- Born: Bruce Ferber New York City
- Occupation: Writer
- Years active: 1981–present
- Website: bruceferber.net

= Bruce Ferber =

American screenwriter

Bruce Ferber is an American novelist and television writer/producer.

==Career==
Ferber's first novel, Elevating Overman was published to much acclaim in May, 2012. His second novel, Cascade Falls, was published in April 2015, and received equally stellar reviews. It won the 2015 Indie Awards Gold Prize for Humor, adult fiction, and the Bronze prize for General, adult fiction.

In July 2019, the non-fiction anthology, The Way We Work: On the Job in Hollywood was published, with Ferber serving as editor, and also contributing an essay to this overview of the entertainment business. Among the list of fellow contributors—J.J. Abrams, Robert Towne, Chris Rock, Gabrielle Union, John McNaughton, David Kukoff, Nancy Nigrosh, Seth Freeman, Billy Van Zandt, and Rocky Lang.
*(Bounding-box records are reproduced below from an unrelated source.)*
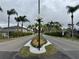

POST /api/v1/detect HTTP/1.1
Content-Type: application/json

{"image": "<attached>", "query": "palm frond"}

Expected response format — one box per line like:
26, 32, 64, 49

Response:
7, 9, 18, 15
The positive response to the compilation was reflected in Midwest Book Review's assertion that "No media studies collection should be without this revealing guide, which is at once entertaining and educational."

Ferber is a television comedy veteran, having written for and produced shows such as Bosom Buddies, Growing Pains, Duet, Coach, Home Improvement and Sabrina the Teenage Witch. He served as showrunner and Executive Producer of Sabrina and Home Improvement, for which he received Emmy and Gold Globe nominations, People's Choice, Kids' Choice, and Environmental Media Awards. In 2004, he produced and directed the documentary film, Pray For Tucson, a weekend in the life of the Howard Dean presidential campaign.

In April 2014 Ferber was selected as a Keynote speaker for the Erma Bombeck Writers' Workshop.